I disagree.
Pandas has a truck-factor of one, Jeff Reback.
My impression is that Wes did not catch up with the current codebase and
would therefore not
be the ideal maintainer any more.
If there is no "hand-over" of the arcane knowledge between generations,
a project will die.
Numpy has a truck-factor between two and four I think.
On 08/12/2015 09:57 AM, josef.p...@gmail.com wrote:
On Wed, Aug 12, 2015 at 9:45 AM, Joel Nothman <joel.noth...@gmail.com
<mailto:joel.noth...@gmail.com>> wrote:
I find that list somewhat obscure, and reading your section on
Code Authorship gives me some sense of why. All of those people
have been very important contributors to the project, and I'd
think the absence of Gaël, Andreas and Olivier alone would be very
damaging, if only because of their dedication to the collaborative
maintenance involved. Yet despite his top score Fabian has not
actively contributed for years and would be quite unfamiliar with
many of the files he created, while I think Mathieu Blondel
and Alexandre Gramfort, for example, would provide substantial
code coverage without those seven (although they may not be
interested in the maintenance).
I feel the approach is problematic because of the weight it puts
on "number of commits" (if that's how I should interpret "the
number of changes made in f by D"). Apart from the susceptibility
of this measure to individual author preferences, the project in
infancy favoured small commits (because the team was small), but
more recently has preferred large contributions, and has
frequently squashed contributions with large commit histories into
single commits.
Have you considered measures of "number of deliveries" apart from
number of commits? While counting lines of code presents other
problems, the number of months in which a user committed changes
to a file might be a more realistic representation.
A number of factors attenuate developer loss: documentation and
overall code quality; fairly open and wide contribution, with
regular in-person interaction for a large number of contributors;
GSoC and other project-based involvement entailing new
contributors become very familiar with parts of the code; and the
standardness of the algorithms implemented in scikit-learn,
meaning they can be maintained on the basis of reference works (a
broader documentation).
As extreme example, pydata/pandas has truck factor of one. But the one
has already been "hit".
I think the truck factor can be very misleading for projects in the
second generation.
For old projects like scipy or numpy (which I didn't see), the
truckfactor might be quite large and take turnover into account, even
if the short run truck factor is relatively low.
Josef
On 12 August 2015 at 22:57, Guilherme Avelino <gavel...@gmail.com
<mailto:gavel...@gmail.com>> wrote:
As part of my PhD research on code authorship, we calculated
the Truck Factor (TF) of some popular GitHub repositories.

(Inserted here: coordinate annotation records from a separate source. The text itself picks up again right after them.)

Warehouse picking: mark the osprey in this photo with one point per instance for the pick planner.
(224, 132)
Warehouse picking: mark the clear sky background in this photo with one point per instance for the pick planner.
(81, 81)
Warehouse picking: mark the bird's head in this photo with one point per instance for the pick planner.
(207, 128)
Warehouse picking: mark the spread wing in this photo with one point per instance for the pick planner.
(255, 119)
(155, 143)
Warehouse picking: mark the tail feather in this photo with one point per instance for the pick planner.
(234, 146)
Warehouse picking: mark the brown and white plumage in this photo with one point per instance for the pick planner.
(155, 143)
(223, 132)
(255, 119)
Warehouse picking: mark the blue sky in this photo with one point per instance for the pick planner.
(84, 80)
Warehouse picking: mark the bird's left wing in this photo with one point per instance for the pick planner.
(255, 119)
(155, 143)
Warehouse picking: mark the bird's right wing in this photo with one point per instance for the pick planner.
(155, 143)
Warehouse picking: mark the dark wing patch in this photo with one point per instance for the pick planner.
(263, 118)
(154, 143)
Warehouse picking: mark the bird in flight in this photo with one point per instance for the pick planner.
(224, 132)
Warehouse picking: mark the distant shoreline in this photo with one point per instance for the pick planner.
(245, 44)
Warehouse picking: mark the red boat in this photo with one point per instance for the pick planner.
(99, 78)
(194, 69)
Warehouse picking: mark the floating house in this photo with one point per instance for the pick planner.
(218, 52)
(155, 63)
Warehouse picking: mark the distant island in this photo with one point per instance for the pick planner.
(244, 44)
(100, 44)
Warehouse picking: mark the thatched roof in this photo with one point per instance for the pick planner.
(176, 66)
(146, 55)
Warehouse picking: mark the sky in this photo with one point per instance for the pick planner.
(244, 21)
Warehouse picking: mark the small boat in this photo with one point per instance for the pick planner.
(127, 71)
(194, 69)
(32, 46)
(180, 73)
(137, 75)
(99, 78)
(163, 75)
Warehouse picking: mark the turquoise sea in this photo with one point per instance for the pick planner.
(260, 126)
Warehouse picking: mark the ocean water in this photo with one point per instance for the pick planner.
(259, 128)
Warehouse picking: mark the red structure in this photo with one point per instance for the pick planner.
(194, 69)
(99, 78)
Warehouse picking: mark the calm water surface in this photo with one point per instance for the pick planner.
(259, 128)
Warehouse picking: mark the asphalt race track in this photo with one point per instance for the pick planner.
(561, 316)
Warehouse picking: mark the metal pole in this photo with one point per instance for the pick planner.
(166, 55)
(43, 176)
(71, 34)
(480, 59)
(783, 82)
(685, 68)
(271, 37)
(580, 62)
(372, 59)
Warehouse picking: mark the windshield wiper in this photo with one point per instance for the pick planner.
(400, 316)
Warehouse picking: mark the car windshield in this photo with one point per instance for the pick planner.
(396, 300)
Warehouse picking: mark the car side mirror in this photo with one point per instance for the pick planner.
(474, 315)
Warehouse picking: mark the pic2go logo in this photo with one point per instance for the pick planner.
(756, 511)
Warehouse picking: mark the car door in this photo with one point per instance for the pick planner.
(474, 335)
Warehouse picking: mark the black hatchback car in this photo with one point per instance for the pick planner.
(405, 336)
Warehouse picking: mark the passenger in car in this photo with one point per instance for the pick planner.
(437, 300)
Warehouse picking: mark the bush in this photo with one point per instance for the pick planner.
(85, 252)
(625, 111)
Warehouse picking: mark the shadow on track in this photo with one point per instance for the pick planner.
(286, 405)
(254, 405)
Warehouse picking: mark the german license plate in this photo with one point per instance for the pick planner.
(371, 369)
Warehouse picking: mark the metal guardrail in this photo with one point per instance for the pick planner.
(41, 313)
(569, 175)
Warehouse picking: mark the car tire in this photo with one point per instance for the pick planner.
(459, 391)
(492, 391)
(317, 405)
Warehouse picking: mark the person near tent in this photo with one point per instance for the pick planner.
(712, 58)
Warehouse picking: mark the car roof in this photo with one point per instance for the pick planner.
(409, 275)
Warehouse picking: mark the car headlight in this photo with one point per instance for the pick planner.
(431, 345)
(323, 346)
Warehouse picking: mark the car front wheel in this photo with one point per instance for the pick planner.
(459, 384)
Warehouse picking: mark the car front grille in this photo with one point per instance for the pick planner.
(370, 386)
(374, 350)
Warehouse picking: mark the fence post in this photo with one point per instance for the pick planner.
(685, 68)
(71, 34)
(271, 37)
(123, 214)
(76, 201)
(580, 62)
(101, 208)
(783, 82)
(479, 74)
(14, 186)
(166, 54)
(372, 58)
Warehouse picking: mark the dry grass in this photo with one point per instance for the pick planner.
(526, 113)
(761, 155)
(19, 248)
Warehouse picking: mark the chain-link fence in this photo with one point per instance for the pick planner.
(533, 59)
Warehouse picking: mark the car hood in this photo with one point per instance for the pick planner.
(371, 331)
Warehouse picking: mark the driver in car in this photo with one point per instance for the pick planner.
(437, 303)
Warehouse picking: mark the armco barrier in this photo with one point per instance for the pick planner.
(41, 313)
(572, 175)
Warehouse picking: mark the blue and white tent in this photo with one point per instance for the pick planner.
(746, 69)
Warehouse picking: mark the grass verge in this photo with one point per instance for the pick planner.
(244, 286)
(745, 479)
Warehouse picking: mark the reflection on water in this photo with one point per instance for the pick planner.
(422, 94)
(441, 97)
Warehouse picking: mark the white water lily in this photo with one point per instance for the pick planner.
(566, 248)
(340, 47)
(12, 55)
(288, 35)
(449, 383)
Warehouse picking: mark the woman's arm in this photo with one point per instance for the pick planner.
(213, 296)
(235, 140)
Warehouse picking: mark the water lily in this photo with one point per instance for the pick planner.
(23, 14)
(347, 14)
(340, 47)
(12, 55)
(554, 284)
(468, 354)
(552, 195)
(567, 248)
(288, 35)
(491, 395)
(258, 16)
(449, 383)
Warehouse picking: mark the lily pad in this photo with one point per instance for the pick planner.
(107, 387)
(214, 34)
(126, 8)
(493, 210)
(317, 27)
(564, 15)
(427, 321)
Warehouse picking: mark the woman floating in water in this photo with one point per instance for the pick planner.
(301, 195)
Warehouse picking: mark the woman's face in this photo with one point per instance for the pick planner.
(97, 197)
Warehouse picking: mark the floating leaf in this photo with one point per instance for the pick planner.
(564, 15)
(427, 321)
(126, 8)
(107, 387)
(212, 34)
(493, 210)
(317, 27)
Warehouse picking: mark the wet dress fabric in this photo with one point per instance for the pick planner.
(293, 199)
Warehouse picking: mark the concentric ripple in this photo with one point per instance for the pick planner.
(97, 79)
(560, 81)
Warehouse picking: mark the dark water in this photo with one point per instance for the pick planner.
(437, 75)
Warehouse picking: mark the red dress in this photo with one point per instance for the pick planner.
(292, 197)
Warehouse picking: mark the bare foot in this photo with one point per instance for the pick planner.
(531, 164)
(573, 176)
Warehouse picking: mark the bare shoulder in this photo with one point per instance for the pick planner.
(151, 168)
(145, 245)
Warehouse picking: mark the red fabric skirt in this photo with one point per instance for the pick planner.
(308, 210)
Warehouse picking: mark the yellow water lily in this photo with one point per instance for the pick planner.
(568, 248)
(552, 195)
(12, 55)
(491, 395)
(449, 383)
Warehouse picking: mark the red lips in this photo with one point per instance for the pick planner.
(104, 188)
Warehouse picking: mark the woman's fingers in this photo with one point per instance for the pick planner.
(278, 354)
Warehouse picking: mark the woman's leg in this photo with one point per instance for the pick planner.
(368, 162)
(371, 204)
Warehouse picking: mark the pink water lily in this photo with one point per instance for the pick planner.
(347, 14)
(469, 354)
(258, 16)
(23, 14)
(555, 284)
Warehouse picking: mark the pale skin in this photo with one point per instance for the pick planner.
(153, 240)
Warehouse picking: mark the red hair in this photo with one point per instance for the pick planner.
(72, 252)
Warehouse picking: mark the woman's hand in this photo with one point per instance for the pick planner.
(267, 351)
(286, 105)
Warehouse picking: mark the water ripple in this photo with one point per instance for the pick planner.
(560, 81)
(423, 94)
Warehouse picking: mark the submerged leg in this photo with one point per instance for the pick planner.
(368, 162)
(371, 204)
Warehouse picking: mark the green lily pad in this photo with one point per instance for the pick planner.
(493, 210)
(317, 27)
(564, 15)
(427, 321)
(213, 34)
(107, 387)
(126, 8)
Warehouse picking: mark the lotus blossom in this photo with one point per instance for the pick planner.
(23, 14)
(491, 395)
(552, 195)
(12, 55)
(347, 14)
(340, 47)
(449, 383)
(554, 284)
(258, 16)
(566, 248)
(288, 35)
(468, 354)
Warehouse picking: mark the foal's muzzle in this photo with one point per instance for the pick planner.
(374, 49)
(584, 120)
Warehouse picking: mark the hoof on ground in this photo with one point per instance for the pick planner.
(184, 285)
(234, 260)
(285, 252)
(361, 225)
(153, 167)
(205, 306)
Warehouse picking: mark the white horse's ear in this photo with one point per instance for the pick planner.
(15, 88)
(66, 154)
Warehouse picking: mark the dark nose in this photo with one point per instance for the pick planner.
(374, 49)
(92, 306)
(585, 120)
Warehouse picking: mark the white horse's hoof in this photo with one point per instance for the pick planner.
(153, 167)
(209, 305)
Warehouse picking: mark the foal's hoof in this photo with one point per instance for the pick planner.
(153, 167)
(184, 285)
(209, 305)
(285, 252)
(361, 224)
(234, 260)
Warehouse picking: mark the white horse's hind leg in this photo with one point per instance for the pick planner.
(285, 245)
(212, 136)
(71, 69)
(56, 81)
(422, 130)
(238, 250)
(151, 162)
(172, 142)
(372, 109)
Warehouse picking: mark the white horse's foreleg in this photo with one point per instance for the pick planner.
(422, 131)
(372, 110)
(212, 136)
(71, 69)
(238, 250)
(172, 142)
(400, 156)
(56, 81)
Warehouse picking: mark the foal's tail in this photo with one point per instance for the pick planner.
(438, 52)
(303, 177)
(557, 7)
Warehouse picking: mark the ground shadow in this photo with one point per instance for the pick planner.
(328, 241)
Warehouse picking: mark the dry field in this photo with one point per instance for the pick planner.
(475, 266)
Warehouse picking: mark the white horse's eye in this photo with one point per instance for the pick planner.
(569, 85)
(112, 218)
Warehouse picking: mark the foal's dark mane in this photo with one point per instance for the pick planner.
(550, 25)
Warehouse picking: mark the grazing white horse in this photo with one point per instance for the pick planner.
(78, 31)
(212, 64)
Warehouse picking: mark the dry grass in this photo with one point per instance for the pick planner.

As you probably know, the Truck (or Bus) Factor designates the
minimal number of developers that have to be hit by a truck
(or quit) before a project is incapacitated. In our work, we
consider that a system is in trouble if more than 50% of its
files become orphan (i.e., without a main author).
More details on our work in this preprint:
https://peerj.com/preprints/1233
We calculated the TF for scikit-learn and obtained a value of 7.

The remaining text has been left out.